= Naum Evro =

Ottoman pro-Serbian activist

Naum Evro(vić) (Наум Евро(вић)) was a pro-Serbian activist in the Ottoman Empire. He was among the first Macedonists. Evro was a founder and member of the Sofia-based organization Secret Macedonian Committee.

==Life==
Naum Evro was born in Struga, Ottoman Empire. He received primary education in his birthplace. Evro later was educated at the Theological School in Belgrade, after which he was appointed as an intern in the Vranje district. Afterwards, he studied philology in Belgrade and learned French in Paris for a specialist degree for one year.

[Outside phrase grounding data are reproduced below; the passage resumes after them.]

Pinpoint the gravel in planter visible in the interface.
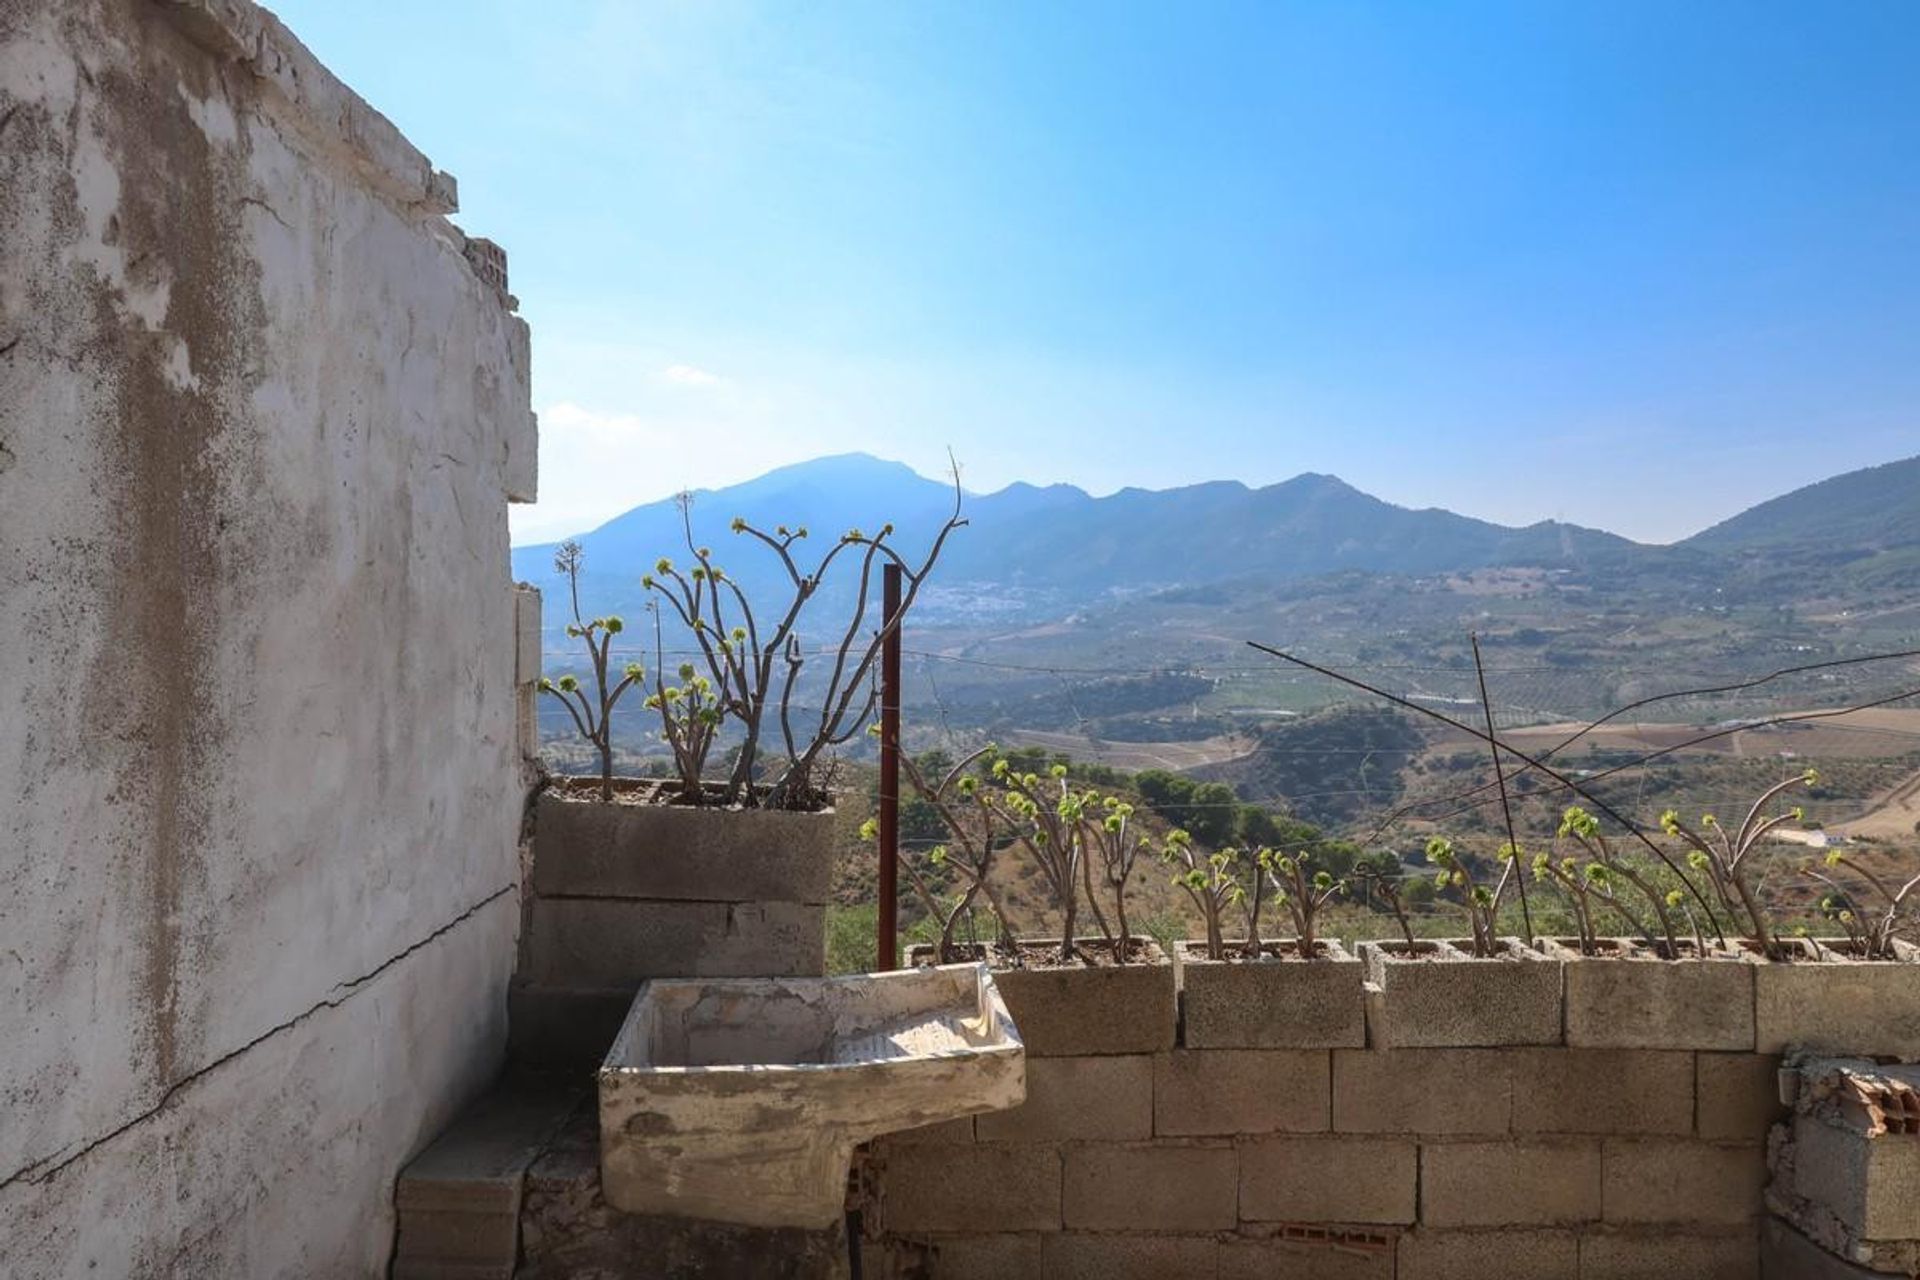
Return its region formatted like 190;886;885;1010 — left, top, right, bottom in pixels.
1175;939;1365;1049
909;938;1175;1057
1536;936;1755;1051
1359;938;1562;1049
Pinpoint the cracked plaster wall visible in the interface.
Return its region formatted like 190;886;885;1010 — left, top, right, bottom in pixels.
0;0;537;1272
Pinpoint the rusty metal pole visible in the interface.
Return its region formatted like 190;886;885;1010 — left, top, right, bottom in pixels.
877;562;903;972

He later emigrated to Sofia. Along with Temko Popov(ić), Kosta Grupče(vić) and Vasil(ije) Karajovov(ić), he established the anti-Bulgarian Secret Macedonian Committee (SMC) in Sofia. The establishment of SMC marked the beginning of the pro-Serbian activities by its activists. He was among the first Macedonists. Evro served as the secretary of SMC. He advocated for the restoration of the Archbishopric of Ohrid, the rejection of the Bulgarian Exarchate and the introduction of the Macedonian language in education and administration. In August 1886, along with the other leaders of SMC, he attended negotiations with the Serbian government in Belgrade on collecting funds for the restoration of the Archbishopric of Ohrid and opening church-school communities, publishing a newspaper Macedonian Voice in Macedonian in Constantinople (which would be against Bulgarian influence and pro-Ottoman), opening schools throughout Ottoman Macedonia and hiring teachers that would teach Macedonian, printing books in Macedonian, etc.

In 1886, he became part of the Association of Serbo-Macedonians, headquartered in Constantinople, founded and led by Serbian politician Stojan Novaković, for the realization of the Serbian cause. Novaković was his sponsor. Along with Grupčević, he assisted Novaković, being partially successful in imposing strong Serbian linguistic influence on Macedonian. Together with Grupčević, he tried to publish the newspaper Macedonian Leaf in 1887. In 1888, together with Grupčević, he prepared the Macedonian Primer, in Macedonian, under the influence of the Serbian language. It was sent to Belgrade for evaluation in June 1888. However, the primer was not accepted due to relying predominantly on Macedonian, thus the primer by Milojko Veselinović was accepted and published instead. Per Macedonian linguist Trajko Stamatoski, their primer was declined because it did not comply with Novaković's instructions. In 1888, Marin Drinov wrote to Kuzman Shapkarev that Evro "sold himself to the Serbs." Bulgarian Exarchate's secretary Atanas Shopov wrote that Evro made a request to be a Bulgarian teacher in Macedonia. Per Shopov, he returned to Struga ill.